If the datasets have different number of examples, the baseline PR curve will not be plotted.

YAML specification:

definitions:
    reports:
        my_performance_report: PerformanceOverview

Preprocessings#

Under the definitions/preprocessing_sequences component, the user can specify different preprocessing steps to apply to a dataset before performing an analysis. This is optional.

ChainRepertoireFilter#

Removes all repertoires from the RepertoireDataset object which contain at least one sequence with chain different than “keep_chain” parameter. Note that this filter filters out repertoires, not individual sequences, and can thus only be applied to RepertoireDatasets.

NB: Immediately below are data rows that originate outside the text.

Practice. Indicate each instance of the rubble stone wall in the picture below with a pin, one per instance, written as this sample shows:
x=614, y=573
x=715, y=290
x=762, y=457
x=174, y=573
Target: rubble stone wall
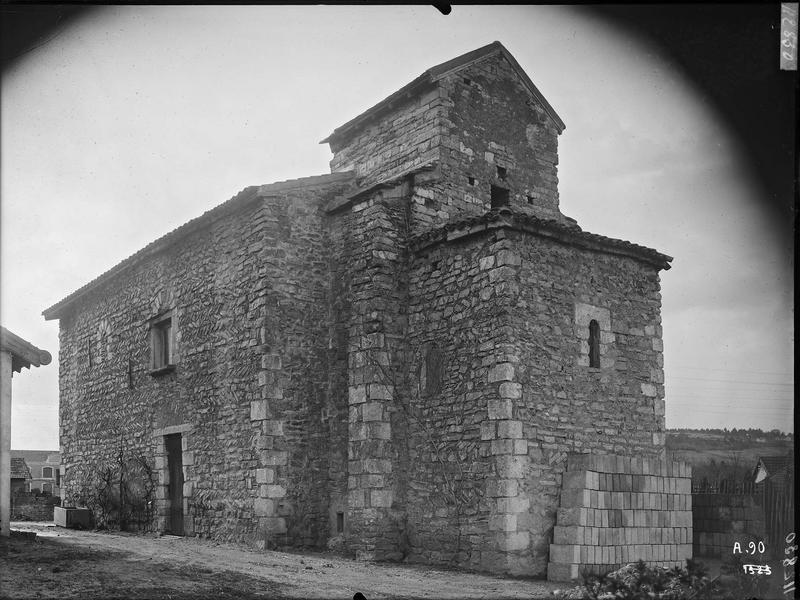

Since the filter removes repertoires from the dataset (examples in machine learning setting), it cannot be used with TrainMLModel instruction. If you want to filter out repertoires including a given chain, see DatasetExport instruction with preprocessing.

Specification arguments:

  • keep_chain (str): Which chain should be kept, valid values are “TRA”, “TRB”, “IGH”, “IGL”, “IGK”

YAML specification:

preprocessing_sequences:
    my_preprocessing:
        - my_filter:
            ChainRepertoireFilter:
                keep_chain: TRB

ClonesPerRepertoireFilter#

Removes all repertoires from the RepertoireDataset, which contain fewer clonotypes than specified by the lower_limit, or more clonotypes than specified by the upper_limit. Note that this filter filters out repertoires, not individual sequences, and can thus only be applied to RepertoireDatasets. When no lower or upper limit is specified, or the value -1 is specified, the limit is ignored.

Since the filter removes repertoires from the dataset (examples in machine learning setting), it cannot be used with TrainMLModel instruction. If you want to use this filter, see DatasetExport instruction with preprocessing.

Specification arguments:

  • lower_limit (int): The minimal inclusive lower limit for the number of clonotypes allowed in a repertoire.

  • upper_limit (int): The maximal inclusive upper limit for the number of clonotypes allowed in a repertoire.

YAML specification:

preprocessing_sequences:
    my_preprocessing:
        - my_filter:
            ClonesPerRepertoireFilter:
                lower_limit: 100
                upper_limit: 100000

CountPerSequenceFilter#

Removes all sequences from a Repertoire when they have a count below low_count_limit, or sequences with no count value if remove_without_counts is True. This filter can be applied to Repertoires and RepertoireDatasets.

Specification arguments:

  • low_count_limit (int): The inclusive minimal count value in order to retain a given sequence.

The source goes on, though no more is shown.